As part of its mission, Save Bristol Harbor seeks to gain a better understanding of the Bristol Harbor habitat including its chemical and physical characteristics. The Predictive Habitat Model (PHM) provides a means to this end. The primary objective of the model is to predict the impact and movement of contamination after it enters the waterway; it may also predict the impact on water circulation from the addition of a significant barrier or structure constructed within the harbor. The model will account for tidal and wind effects.

This is the first project focused on generating a comprehensive, multidimensional habitat model of Bristol Harbor including the Silver Creek, Tanyard Brook and Mill Gut waterways. It helps inform us how the harbor functions and can be used to make informed, objective and environmentally-informed growth and redevelopment decisions about the Bristol Harbor watershed by, among others, the Town of Bristol and the Harbor Commission.

Why Now?

As the Bristol population grows and its landscapes change, the Town continues to make decisions that affect the health of the Harbor and surrounding waters without full knowledge of the total impact of these decisions on the Harbor habitat. These decisions about future use of the local waters for private and commercial enterprises, coupled with demands from the boating industry and other environmental pressures, continue to place stress on Bristol Harbor and its wildlife. Development decisions that impact Bristol Harbor must be made using the best tools and objective data available. The PHM is a well regarded, proven tool for this purpose.

Community Benefits

Use of the PHM will result in more informed, science-based decisions regarding the impact of development on the health of the Harbor. The model will permit Bristol decision makers to consider the results of simulating circulation, transport and mixing processes for a range of relevant weather and climate conditions. It will also provide insight into the impact of adding a significant physical structure to the Harbor, such as new moorings or docks. The finished model can be used to test how specific contaminants introduced into Bristol Harbor from freshwater and non-point source runoff and from the waste water treatment facility move and mix within the system across a wide spectrum of environmental effects. The PHM has received favorable reviews from the RI Department of Environmental Management, the Coastal Resources Management Council, the Bristol Harbor Commission and has been incorporated into the Bristol Harbor Management Plan. More than 22,000 residents of Bristol and hundreds of boaters and visitors will be direct beneficiaries of a healthy, well-managed Bristol Harbor, vibrant Silver Creek and flourishing local watershed.

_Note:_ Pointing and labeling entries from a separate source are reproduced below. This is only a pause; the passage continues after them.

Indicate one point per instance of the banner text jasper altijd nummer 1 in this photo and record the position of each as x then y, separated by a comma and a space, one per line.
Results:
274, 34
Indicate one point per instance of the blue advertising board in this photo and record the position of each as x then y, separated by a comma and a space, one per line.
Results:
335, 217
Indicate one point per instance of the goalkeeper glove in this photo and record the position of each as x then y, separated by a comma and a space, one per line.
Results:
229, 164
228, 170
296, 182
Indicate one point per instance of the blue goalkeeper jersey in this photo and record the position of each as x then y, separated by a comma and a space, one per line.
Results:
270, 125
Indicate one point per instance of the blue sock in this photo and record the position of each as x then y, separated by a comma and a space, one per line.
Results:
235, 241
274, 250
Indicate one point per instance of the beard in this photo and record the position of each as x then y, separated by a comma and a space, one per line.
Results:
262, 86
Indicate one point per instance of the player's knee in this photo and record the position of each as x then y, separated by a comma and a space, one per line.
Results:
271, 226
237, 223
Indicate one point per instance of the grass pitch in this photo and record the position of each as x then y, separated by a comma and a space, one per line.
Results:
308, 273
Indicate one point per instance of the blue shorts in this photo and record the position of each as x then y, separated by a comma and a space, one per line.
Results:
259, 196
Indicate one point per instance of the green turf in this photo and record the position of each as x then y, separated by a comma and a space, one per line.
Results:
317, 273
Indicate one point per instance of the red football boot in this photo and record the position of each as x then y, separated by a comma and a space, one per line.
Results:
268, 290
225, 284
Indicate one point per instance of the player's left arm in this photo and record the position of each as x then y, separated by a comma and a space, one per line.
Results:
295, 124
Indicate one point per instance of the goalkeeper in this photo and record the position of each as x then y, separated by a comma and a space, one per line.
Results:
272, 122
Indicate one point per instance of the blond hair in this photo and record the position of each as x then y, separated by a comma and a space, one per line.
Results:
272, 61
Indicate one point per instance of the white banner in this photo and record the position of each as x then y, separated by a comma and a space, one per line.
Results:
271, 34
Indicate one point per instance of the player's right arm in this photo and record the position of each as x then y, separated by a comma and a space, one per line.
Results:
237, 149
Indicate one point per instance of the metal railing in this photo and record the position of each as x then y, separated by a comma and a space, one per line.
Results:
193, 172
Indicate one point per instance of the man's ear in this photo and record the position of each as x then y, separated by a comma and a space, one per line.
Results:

Partnerships for Model Development

Save Bristol Harbor and its Board of Directors have created a strong partnership with the University of Rhode Island Graduate School of Oceanography, especially with Dr. Chris Kincaid, in developing the PHM. Dr. Kincaid draws upon his extensive experience applying modeling techniques in several areas of Narragansett Bay. The model used is based on a publically available, 3-dimensional hydrodynamic-transport computer model called the Regional Ocean Modeling System (ROMS) that has been used widely by the scientific community in numerous open-ocean and coastal ocean settings. It was developed and is maintained at Rutgers University and is also available at the Coastal Hydrodynamics Lab at URI Graduate School of Oceanography. A Narragansett Bay version of the ROMS model has been developed by Dr. Kincaid and his colleagues that benefits from more than 15 years of local data. The area-defining matrix or “grid” for this tailored model extends from Rhode Island Sound in the south to the Seekonk River in the north. Recent Narragansett Bay ROMS results for the Providence River and Greenwich Bay have successfully demonstrated the value of the tool. It is being refined to better represent small-scale circulation features in order to predict conditions specific to Bristol Harbor and its waterways.